U.S. and U.K. forces have spent the last month attacking Houthi installations in Yemen, in the name of protecting the “freedom of navigation.” As one senior Biden Administration official explained: “The United States has carried a special and historic obligation to help protect and defend these arteries of global trade and commerce. And this action falls directly in line with that tradition.”
Such claims portray the U.S. as the guardian of free seas and defender of the liberal international order. But history complicates this narrative. Since World War II, American policymakers have subscribed to a definition of freedom of the seas that emphasizes U.S. military dominance and access to the world’s oceans for the U.S. fleet. In this militarized view of the concept, U.S. naval power not only depends on freedom of the seas, it’s deployed to defend it too.
This understanding has had consequences. Rather than protecting the world’s oceans, American deployments abroad, in the name of freedom of the seas, have often escalated conflicts. And, instead of consistently advocating for a neutral and lofty principle, the U.S. has often defended it selectively. Nowhere is this clearer than Yemen. While the U.S. is risking escalation to eliminate a Yemeni blockade in the Red Sea, it supported a Saudi Arabian-led naval and economic blockade of Yemen beginning in 2015, with catastrophic consequences.

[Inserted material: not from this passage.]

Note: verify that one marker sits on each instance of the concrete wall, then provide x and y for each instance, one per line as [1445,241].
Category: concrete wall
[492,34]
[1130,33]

Throughout the 19th century and into the 20th century, U.S. officials understood freedom of the seas quite differently — as a concept protecting the movement of U.S. shipping in wartime. This definition expanded after World War I, when President Woodrow Wilson began to interpret freedom of the seas as a building block of a new liberal international order that would ensure access to global markets and bring about world peace. He envisioned the League of Nations as a potential collective security force keeping the world’s oceans free for commerce, with the U.S. as an increasingly important beneficiary.
But American ideas soon shifted about who should enforce this freedom. Journalist Henry Luce contended in 1941 that the U.S. should serve as “the principal guarantor” of open seas because protecting free navigation was key to unleashing an expansion of world trade that could produce “such enormous human progress as to stagger the imagination.” Later that year President Franklin D. Roosevelt went even further, arguing that all other freedoms depended on protecting free seas, making this principle a core facet of the postwar U.S.-led international liberal order.